Stabilized Gradient Residual (SGR) Loss for PDE Solvers: SGR loss interpolates between mean-squared residual (MSE, prone to poor conditioning) and explicit gradient-matching. By tuning a parameter $\gamma$ , SGR achieves improved conditioning, yielding up to three orders-of-magnitude convergence gains for PDE-discretized systems (Cao et al., 24 Jul 2025):

$L_{\mathrm{SGR}}(q; \gamma) = (1-\gamma) \Vert f(q) \Vert_2^2 + \gamma f(q)^T (q - q_{\text{detach}}) + \gamma f_{\text{detach}}^T f_{\text{detach}}$

Lai Loss: Geometric Gradient Penalization: Introduces a pointwise multiplicative penalty based on the local prediction slope, acting as a spatially adaptive regularizer that controls smoothness and sensitivity in regression tasks (Lai, 13 May 2024):

$e_{i,\mathrm{Lai}} = |\hat{y}_i - y_i| \cdot \omega(k_i, \lambda)$

Xtreme Margin Loss for Binary Classification: This loss introduces class-weighted nonlinear margin penalties, highly tunable via $\lambda_1$ , $\lambda_2$ to directly target class-conditional precision, recall, or AUC by amplifying well-calibrated confidence for each class (Wali, 2022).

5. Graph and Combinatorial Optimization Losses

Addressing the lack of differentiable objectives in unsupervised combinatorial problems, novel losses make end-to-end training feasible:

Differentiable Loss for Unsupervised Graph Partitioning in GNNs: Incorporates cut minimization, balance enforcement, and collapse avoidance, with all terms differentiable through soft assignments, enabling gradient-based training in NP-hard partition settings (Chaudhary, 2023):

$L(\theta; G) = \alpha \ell_{\text{cuts}} + \beta \ell_{\text{balance}} + \gamma \ell_{\text{centrality}}$

The GNN with this loss matches classic heuristics (e.g., Kernighan–Lin) on cut cost and greatly exceeds standard spectral methods in partition balance.

6. Evaluations, Generalization, and Practical Considerations

Novel loss functions are validated across quantitative metrics (accuracy, Dice, SSIM, NMAE, noise entropy, convergence speed), with empirical gains documented over baselines. Their success hinges on domain alignment (spectral, geometric, or physical), hyperparameter tuning, and, when applicable, computational efficiency (e.g., O(N) for hybrid segmentation losses, memory compression in Shadow Loss for Siamese/triplet networks (Khan et al., 2023)).

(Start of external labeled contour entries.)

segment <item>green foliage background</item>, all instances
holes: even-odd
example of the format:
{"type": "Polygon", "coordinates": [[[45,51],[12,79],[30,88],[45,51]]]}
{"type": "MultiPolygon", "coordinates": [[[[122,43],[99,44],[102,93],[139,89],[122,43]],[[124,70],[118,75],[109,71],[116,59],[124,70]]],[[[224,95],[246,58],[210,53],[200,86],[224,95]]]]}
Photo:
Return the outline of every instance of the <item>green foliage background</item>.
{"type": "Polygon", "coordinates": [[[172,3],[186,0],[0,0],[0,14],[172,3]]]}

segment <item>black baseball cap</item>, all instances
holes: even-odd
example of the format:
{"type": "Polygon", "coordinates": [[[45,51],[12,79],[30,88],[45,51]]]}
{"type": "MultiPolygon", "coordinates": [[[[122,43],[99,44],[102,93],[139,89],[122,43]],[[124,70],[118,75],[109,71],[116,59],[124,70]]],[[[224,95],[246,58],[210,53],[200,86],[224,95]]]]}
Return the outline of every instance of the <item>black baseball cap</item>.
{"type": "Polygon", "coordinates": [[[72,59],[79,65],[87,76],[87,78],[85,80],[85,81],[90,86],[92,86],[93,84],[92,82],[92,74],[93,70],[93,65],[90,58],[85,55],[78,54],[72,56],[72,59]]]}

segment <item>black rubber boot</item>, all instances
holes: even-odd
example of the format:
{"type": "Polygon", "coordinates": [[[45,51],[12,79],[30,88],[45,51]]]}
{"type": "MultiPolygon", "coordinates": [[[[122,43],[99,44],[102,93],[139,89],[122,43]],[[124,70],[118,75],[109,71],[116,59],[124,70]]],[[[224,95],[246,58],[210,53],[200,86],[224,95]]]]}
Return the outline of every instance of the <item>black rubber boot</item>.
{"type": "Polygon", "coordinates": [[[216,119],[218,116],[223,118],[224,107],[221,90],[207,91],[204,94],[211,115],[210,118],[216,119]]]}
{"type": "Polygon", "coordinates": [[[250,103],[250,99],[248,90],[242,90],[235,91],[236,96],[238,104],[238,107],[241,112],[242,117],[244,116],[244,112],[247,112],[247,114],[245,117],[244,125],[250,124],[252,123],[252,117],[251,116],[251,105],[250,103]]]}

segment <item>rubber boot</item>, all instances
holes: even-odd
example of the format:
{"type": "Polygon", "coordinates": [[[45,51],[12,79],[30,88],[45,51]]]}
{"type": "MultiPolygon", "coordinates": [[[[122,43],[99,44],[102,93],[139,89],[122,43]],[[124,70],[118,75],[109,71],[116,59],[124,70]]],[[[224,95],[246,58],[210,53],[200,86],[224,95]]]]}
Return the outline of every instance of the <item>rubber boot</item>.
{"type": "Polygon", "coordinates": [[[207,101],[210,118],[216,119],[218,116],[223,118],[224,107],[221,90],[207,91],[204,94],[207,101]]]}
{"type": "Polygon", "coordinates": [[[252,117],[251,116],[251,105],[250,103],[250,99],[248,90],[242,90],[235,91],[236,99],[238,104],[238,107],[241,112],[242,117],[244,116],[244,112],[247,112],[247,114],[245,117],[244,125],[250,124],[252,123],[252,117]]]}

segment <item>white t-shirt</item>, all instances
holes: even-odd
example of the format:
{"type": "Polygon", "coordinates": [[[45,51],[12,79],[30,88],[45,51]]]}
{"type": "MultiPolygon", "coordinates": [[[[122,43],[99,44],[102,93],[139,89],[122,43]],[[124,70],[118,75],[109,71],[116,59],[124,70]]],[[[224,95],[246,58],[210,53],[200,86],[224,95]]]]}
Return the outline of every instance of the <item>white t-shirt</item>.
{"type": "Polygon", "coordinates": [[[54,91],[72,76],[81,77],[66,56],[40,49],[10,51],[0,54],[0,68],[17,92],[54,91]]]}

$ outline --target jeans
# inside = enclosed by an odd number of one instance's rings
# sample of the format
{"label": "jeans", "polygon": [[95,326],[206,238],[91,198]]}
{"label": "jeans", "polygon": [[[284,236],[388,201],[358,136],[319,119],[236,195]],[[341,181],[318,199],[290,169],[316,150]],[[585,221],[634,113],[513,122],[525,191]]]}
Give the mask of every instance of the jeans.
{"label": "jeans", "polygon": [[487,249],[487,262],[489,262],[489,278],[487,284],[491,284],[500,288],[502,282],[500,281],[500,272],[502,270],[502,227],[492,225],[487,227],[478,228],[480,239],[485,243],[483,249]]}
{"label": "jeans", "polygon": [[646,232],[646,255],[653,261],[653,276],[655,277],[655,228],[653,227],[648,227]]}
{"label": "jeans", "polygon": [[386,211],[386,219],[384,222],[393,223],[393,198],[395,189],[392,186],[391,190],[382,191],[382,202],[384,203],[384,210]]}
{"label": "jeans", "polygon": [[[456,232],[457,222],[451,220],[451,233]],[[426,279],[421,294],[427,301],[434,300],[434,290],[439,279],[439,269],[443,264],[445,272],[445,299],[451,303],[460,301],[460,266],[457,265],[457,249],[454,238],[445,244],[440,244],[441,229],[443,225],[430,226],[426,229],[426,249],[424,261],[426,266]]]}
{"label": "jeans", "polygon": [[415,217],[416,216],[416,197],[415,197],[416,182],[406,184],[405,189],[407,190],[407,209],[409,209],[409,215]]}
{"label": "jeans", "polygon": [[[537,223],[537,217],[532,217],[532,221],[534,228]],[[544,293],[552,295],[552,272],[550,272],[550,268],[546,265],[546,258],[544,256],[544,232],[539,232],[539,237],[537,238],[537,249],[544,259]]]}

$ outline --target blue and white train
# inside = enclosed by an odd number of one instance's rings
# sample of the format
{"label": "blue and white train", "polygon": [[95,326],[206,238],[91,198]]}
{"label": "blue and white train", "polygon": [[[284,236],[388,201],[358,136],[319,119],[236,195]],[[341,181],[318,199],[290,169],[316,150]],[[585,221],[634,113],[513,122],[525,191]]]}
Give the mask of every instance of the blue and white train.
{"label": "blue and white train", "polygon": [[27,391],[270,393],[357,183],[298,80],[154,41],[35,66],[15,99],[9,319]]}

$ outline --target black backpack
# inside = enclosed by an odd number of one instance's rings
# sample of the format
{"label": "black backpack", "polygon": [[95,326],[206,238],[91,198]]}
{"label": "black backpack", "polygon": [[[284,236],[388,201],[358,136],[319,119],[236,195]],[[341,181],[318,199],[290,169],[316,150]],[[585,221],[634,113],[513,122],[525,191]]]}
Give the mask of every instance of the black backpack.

A caveat is that increased expressivity or domain specificity may require per-domain tuning or careful calibration to avoid instabilities or over-constraint, as in frequency-loss $\alpha$ selection or SGR’s $\gamma$ tuning for PDEs.

7. Future Directions and Generalization Potential

The consensus across recent literature is that principled, domain-tailored loss functions are key to unlocking superior generalization, robustness, and interpretability in both predictive and generative models. Many published strategies (e.g., frequency shaping, projection losses, physics-driven constraints, hybrid shapes) are directly extensible beyond their core domains, such as medical imaging, graph learning, or system identification, to other areas where structural prior knowledge or operational requirements can be encoded as differentiable objectives (Rahman et al., 2023, Shi et al., 2019, Sun et al., 2023, Chaudhary, 2023, Lu et al., 24 Feb 2025).

The development of novel loss functions remains an active research area, with promising directions including adaptive weighting schemes, integration of uncertainty quantification, and joint optimization with automated domain-adaptive tuning mechanisms.